Testing is a way to compare the treatment of similar individuals who only differ on one characteristic, such as disability. It is one of the techniques used to investigate housing discrimination. Often, testing uses individuals posing as prospective tenants to find out if a housing provider will treat them differently. For example, two testers – one with and one without a disability – might contact the housing provider about the same unit in a similar time period. The testers would present themselves as being equally qualified to rent the unit. If, for instance, the housing provider tells the tester with a disability that the unit is not available, while offering to show the unit to the tester without a disability five minutes later, this could be evidence of discrimination. While an individual might suspect differential treatment, it can be difficult to prove. Thus, testing is an important investigative tool.
Last month, Access Living, a disability rights organization, sued several housing providers in Chicago, alleging that they discriminated against deaf individuals seeking apartments. Access Living conducted tests that allegedly showed housing providers “abruptly hanging up on the [deaf] tester, refusing to provide information, not returning phone calls, and/or providing different pricing information than was provided to the non-deaf tester.” In one lawsuit, Access Living alleged that a housing provider responded to a deaf tester by stating that none of the apartments were “handicapped safe.” Access Living, which receives a HUD Fair Housing Initiatives Program grant, conducted these tests with HUD funding.
Similar allegations have been made in other cases. Over the past year, the National Fair Housing Alliance (NFHA) and the National Association of the Deaf (NAD) reached nine settlements resolving allegations that housing providers in multiple states treated deaf testers using IP Relay less favorably than non-deaf testers when they inquired about renting an apartment. NFHA and NAD obtained $277,000 in the nine settlements. These complaints were filed with HUD, and while they were settled prior to investigation, HUD staff assisted with obtaining a resolution.

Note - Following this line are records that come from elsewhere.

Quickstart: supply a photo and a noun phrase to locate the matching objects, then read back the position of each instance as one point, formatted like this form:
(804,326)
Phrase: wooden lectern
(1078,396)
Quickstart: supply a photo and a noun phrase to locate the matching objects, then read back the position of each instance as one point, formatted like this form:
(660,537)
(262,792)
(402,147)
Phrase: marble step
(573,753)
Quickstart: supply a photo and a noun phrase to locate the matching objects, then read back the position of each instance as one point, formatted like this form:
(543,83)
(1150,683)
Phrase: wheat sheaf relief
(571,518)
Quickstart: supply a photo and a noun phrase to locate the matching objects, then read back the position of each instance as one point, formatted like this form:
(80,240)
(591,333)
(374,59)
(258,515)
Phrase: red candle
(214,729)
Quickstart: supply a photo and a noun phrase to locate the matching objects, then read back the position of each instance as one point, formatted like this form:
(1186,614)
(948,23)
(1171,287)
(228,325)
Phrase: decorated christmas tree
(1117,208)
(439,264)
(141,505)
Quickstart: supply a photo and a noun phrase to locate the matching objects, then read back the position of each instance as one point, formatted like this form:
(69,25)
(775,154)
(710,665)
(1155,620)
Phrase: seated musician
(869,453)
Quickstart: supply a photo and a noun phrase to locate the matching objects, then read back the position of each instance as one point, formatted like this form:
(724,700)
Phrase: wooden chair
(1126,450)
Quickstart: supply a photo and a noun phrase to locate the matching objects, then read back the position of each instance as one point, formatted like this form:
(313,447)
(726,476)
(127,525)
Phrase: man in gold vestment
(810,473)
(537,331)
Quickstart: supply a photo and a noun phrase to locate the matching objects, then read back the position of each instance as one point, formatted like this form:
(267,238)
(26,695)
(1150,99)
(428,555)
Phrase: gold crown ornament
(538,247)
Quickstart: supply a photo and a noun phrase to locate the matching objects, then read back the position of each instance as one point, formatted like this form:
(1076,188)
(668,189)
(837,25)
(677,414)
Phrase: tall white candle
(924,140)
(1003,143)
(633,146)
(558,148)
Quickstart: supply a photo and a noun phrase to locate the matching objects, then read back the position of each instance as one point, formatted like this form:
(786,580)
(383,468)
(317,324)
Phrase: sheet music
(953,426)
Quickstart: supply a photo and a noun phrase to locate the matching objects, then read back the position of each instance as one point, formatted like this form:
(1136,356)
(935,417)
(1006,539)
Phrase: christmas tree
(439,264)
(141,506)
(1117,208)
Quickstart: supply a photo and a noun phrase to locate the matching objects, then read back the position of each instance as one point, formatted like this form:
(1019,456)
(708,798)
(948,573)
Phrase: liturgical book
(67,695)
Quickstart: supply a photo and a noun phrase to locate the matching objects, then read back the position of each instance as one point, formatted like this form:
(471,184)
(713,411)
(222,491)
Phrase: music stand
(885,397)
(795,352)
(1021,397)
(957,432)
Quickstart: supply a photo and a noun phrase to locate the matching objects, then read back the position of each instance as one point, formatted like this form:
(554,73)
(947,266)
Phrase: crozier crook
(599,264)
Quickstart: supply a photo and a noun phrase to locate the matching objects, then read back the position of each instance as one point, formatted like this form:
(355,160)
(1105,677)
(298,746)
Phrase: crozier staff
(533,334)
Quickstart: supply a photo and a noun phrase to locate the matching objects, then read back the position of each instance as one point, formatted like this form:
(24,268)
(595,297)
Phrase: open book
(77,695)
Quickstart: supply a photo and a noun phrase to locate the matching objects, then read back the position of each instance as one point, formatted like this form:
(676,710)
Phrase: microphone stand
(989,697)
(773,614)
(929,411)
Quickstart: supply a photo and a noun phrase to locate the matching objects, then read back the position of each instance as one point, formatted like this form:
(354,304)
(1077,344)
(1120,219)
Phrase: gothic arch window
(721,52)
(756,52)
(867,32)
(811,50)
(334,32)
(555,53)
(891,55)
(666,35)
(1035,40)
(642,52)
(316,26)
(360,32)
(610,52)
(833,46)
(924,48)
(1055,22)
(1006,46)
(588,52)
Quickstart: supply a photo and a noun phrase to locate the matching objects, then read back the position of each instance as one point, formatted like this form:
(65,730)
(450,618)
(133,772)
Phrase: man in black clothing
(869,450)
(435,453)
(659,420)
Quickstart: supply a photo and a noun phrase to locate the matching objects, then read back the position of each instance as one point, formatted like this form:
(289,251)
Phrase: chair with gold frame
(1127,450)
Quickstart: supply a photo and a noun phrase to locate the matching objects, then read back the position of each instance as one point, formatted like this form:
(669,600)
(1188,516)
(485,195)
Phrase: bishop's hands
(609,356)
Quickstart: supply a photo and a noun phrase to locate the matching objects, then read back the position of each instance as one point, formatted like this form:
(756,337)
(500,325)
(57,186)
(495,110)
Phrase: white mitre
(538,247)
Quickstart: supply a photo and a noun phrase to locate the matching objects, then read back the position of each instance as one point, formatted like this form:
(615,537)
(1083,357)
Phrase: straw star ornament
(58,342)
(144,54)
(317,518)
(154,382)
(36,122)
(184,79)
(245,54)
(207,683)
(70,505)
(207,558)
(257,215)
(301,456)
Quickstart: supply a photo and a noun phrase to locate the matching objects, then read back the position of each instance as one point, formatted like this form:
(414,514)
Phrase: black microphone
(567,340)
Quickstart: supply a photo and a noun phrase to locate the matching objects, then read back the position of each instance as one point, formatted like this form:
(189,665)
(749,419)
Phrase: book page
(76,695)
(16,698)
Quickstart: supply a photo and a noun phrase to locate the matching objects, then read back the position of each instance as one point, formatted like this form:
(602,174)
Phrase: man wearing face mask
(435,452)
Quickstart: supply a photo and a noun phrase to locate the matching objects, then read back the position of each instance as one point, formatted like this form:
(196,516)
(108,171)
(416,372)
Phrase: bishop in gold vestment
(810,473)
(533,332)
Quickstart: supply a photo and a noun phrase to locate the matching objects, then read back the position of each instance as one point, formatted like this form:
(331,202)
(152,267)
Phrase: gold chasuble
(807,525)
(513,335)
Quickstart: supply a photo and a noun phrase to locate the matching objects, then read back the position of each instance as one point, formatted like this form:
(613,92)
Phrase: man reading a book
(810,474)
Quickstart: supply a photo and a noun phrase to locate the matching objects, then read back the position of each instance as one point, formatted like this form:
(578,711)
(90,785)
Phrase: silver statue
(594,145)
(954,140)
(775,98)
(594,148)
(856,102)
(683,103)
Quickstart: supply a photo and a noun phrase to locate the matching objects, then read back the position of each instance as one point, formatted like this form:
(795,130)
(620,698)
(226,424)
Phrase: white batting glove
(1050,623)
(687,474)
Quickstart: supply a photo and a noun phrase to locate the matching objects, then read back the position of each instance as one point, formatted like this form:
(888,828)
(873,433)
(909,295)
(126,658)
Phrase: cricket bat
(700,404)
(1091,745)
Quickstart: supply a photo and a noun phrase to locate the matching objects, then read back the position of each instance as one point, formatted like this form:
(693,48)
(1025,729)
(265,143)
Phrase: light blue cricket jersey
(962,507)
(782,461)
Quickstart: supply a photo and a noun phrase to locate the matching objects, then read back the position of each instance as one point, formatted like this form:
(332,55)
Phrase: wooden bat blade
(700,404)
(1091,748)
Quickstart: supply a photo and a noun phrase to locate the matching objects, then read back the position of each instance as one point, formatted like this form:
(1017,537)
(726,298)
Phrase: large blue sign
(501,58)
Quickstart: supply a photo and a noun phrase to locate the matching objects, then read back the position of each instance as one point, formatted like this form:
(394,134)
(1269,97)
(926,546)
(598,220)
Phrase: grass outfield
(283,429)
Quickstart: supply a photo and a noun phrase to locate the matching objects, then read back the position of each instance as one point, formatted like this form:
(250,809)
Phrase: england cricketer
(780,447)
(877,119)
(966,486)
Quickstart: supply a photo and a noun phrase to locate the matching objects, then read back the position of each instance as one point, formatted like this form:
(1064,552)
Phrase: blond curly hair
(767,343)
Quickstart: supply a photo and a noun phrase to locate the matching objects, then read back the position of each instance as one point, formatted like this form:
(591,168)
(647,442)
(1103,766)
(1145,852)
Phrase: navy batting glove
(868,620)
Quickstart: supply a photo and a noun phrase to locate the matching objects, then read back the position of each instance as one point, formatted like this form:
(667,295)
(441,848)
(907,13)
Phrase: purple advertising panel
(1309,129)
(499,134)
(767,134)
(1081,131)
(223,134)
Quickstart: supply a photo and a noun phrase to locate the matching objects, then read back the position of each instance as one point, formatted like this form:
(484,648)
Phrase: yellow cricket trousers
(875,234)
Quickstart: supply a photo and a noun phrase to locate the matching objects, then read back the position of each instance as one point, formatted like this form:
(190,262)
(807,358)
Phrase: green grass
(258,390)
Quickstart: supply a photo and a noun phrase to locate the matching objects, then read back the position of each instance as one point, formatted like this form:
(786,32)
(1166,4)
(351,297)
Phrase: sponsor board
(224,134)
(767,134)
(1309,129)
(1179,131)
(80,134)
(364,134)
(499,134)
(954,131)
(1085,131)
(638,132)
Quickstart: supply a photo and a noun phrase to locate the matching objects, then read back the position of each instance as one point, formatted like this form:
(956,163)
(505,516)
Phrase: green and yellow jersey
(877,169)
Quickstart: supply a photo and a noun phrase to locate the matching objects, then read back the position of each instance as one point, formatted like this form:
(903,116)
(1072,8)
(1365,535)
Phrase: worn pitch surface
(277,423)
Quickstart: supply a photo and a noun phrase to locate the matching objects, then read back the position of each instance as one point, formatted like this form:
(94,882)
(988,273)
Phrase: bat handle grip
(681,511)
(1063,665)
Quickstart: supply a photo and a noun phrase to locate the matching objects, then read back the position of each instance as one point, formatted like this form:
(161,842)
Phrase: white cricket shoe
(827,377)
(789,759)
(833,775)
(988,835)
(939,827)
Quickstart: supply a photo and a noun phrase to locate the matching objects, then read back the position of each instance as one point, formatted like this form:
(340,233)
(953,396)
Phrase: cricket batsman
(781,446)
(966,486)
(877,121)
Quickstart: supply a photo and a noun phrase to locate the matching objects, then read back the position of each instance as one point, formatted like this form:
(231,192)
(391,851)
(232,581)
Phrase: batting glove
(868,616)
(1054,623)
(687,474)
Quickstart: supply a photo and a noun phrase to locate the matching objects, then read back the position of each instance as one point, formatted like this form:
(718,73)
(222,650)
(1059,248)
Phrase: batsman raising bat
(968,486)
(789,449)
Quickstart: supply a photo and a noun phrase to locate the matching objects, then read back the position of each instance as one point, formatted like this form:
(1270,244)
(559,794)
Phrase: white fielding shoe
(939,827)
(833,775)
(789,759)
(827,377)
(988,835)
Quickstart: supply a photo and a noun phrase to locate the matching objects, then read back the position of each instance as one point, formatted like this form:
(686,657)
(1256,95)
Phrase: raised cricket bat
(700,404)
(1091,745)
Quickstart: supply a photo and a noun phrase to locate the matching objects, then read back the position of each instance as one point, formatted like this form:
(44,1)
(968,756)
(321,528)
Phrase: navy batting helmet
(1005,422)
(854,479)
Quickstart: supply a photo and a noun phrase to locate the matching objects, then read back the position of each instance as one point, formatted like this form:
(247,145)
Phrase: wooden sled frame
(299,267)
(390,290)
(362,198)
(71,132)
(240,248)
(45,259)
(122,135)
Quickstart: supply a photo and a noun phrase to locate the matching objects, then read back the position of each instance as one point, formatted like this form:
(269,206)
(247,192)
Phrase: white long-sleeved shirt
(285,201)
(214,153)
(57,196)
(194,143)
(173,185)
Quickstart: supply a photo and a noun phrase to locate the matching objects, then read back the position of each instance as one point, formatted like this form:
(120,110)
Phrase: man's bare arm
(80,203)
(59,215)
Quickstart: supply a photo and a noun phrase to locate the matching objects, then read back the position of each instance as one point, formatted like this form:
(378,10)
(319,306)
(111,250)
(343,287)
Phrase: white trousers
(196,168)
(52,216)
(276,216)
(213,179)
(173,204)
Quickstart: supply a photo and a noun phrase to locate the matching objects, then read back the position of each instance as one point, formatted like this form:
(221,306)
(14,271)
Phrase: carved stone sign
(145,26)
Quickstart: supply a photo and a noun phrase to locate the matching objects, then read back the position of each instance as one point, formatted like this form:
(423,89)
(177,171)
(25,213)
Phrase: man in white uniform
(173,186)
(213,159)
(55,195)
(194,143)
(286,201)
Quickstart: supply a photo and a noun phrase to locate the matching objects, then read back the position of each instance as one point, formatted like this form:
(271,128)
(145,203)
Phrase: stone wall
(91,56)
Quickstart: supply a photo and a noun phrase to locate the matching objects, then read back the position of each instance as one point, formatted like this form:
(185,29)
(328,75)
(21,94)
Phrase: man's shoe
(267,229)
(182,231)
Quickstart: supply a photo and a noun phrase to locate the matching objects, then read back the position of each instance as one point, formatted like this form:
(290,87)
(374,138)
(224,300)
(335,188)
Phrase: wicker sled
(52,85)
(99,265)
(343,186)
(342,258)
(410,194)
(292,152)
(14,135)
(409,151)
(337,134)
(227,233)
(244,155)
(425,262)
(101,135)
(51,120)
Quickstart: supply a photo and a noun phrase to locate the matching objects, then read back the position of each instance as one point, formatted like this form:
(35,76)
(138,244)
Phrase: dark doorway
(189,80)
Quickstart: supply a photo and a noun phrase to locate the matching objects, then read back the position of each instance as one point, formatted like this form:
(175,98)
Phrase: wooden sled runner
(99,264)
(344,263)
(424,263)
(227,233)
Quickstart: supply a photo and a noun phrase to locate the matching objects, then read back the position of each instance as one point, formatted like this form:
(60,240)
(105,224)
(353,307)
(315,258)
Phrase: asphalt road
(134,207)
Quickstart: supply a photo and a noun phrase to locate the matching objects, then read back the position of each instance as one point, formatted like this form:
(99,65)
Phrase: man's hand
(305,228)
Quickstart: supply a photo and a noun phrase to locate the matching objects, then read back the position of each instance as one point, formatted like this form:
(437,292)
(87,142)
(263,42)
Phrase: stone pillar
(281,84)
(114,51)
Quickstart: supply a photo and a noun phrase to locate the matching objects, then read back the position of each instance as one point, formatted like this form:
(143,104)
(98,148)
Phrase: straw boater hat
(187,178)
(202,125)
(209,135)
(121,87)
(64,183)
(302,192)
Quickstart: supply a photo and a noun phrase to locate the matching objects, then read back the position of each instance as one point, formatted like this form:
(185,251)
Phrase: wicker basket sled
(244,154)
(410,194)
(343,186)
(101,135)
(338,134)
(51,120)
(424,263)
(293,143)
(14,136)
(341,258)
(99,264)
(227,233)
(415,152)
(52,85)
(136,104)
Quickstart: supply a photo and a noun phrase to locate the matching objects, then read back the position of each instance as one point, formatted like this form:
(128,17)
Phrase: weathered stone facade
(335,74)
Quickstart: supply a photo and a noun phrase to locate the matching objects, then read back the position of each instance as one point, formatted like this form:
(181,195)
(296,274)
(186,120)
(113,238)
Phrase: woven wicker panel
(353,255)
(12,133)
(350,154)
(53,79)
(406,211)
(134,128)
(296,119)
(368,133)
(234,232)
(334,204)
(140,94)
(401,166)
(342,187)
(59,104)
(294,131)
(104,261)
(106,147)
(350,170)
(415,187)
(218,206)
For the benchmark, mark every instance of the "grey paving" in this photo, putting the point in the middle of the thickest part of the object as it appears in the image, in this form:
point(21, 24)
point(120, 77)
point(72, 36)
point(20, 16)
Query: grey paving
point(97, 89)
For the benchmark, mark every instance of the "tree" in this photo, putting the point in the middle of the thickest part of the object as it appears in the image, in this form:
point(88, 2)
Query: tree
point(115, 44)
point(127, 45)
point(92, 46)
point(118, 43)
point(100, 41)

Finding the right place to live can be a challenge when one has a disability. HUD and our fair housing partners are committed to ensuring that individuals with disabilities do not face unlawful barriers.
Persons who believe they have experienced discrimination may file a complaint by contacting HUD’s Office of Fair Housing and Equal Opportunity at (800) 669-9777 (voice) or (800) 927-9275 (TTY). Housing discrimination complaints may also be filed at www.hud.gov/fairhousing or by downloading HUD’s free housing discrimination mobile application, which can be accessed through Apple devices, such as the iPhone, iPad and iPod Touch.
Mr. Bryan Greene has devoted his professional career to fighting housing discrimination. From his start as a fair housing investigator in the Boston Regional Office of the U.S. Department of Housing and Urban Development to his current position as the General Deputy Assistant Secretary for Fair Housing and Equal Opportunity, Mr. Greene has always worked to promote diverse, inclusive communities. Mr. Greene oversees the policy direction and operational management of HUD’s 580-person Office of Fair Housing and Equal Opportunity. Under his leadership, HUD has pursued large-scale high-profile cases that address systemic discrimination and provide widespread relief. Mr. Greene was the 2007 recipient of the Presidential Rank Award, the highest federal honor bestowed upon federal senior executives for outstanding service. Mr. Greene earned his degree in Government from Harvard University.